Song of the Goat’s work is a choral piece of profound beauty that has been inspired by ancient Scottish music. In St Giles’ Cathedral 12 singers perform a song cycle with lyrics in Gaelic and English, using quotations from Scottish writers. There is little more to it than that. But its effect is almost indescribable.
Maciej Rychły’s and Jean Claude Acquaviva’s music bridges the divide between ancient and modern. The choir recreates the sound of bagpipes and penny whistle, rooting their harmonies with a drone and singing wild, legato melodies on top complete with the fluttering ornamentation of Celtic music. Sometimes the choir harmonises with bagpipes, ridding the instrument of its often harsh timbre but not removing any of its power.

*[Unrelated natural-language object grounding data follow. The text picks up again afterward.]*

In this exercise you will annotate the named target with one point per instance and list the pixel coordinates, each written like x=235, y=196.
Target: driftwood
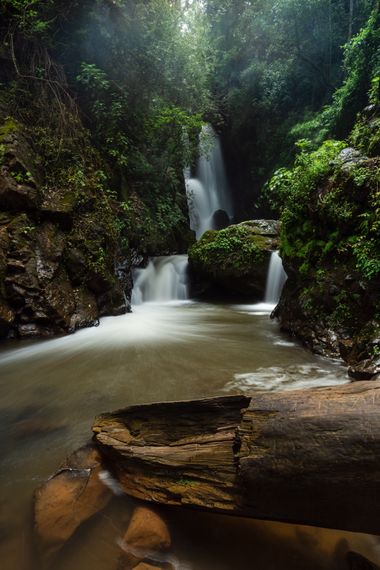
x=307, y=457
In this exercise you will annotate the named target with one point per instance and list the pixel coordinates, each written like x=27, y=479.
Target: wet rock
x=7, y=317
x=65, y=501
x=147, y=530
x=220, y=220
x=368, y=369
x=234, y=260
x=113, y=302
x=58, y=204
x=264, y=227
x=50, y=243
x=14, y=195
x=147, y=534
x=86, y=310
x=59, y=296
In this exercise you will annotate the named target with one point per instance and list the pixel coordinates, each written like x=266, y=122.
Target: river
x=51, y=391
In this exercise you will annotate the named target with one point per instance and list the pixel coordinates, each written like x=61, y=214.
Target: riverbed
x=51, y=391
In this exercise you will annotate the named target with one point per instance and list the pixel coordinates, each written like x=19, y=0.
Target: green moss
x=9, y=127
x=234, y=250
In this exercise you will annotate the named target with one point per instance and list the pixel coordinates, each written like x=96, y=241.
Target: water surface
x=51, y=390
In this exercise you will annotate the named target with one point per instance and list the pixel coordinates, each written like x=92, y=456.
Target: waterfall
x=164, y=279
x=208, y=191
x=275, y=279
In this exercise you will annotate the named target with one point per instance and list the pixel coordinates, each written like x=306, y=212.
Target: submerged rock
x=147, y=536
x=234, y=260
x=73, y=495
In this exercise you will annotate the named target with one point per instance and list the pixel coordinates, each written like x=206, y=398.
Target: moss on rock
x=234, y=259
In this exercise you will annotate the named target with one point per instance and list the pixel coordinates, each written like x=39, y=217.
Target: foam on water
x=301, y=376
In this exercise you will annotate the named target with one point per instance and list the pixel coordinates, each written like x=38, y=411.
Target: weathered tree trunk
x=308, y=457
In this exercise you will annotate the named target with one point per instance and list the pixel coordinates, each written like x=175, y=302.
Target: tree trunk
x=306, y=457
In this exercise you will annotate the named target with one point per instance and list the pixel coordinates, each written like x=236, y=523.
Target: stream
x=51, y=390
x=169, y=348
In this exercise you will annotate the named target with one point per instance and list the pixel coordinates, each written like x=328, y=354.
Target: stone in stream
x=147, y=536
x=234, y=260
x=73, y=495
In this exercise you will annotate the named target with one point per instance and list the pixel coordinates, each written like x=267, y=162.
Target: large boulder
x=147, y=536
x=330, y=250
x=234, y=260
x=73, y=495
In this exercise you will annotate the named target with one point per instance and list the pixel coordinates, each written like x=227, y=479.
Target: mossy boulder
x=234, y=261
x=330, y=246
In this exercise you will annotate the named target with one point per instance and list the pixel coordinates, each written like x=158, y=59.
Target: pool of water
x=51, y=390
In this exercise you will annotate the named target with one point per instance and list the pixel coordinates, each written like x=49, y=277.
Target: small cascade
x=275, y=280
x=208, y=192
x=164, y=279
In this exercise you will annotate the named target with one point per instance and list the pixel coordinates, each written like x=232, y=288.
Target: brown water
x=50, y=392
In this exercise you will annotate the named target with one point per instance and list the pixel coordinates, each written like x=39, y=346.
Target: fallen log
x=306, y=457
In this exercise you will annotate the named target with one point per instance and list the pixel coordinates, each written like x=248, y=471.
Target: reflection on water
x=50, y=392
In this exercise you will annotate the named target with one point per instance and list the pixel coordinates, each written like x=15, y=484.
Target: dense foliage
x=279, y=63
x=110, y=87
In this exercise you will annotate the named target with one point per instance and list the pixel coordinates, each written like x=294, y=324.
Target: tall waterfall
x=275, y=279
x=208, y=191
x=164, y=279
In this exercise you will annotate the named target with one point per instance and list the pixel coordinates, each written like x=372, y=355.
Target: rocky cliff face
x=59, y=263
x=234, y=261
x=330, y=248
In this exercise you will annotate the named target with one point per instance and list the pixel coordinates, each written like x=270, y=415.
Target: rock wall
x=330, y=249
x=59, y=261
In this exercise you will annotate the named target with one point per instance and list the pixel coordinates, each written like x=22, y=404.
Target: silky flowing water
x=50, y=392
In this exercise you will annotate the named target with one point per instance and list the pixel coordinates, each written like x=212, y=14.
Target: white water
x=275, y=280
x=164, y=279
x=208, y=191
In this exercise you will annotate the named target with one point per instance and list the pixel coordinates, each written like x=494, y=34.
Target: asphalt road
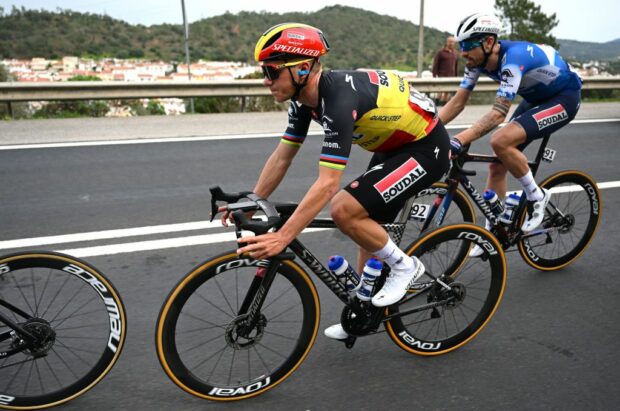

Interweaving melody lines also emulate renaissance polyphony, so perfectly suited to the cathedral setting. And the simple harmonies of ancient Gaelic music are muddied with unexpected modernist dissonances whose tension the choir lets ring in the high cathedral rafters.
With utter unity and precision the singers begin and end each phrase. Full chords stop abruptly and in the vast space it takes time for the echo to resound and then die. The choir’s uniformity is aided by their expressive gestures, which ensure that – even if we cannot understand the Gaelic language – the audience can glean some kind of sense from their songs.
Backed by stained glass that loses its colour as the night sets in, resonating from stones that still smell faintly of incense, the choir instils something numinous and soul-stirring into their singing. Sometimes, during a solo, the singer’s voice wails. In duets the two voices fold and unfold, unifying and then breaking apart. And in full voice their songs range from lamentation to celebration, from the achingly sad to the sublime. Return To The Voice is not so much an intellectual experience – though the music would stand up to analysis – as an emotional or, perhaps, spiritual one. For an hour in a cavernous cathedral, sculpted by the contours and strains of 12 perfect voices, that ancient glen exists.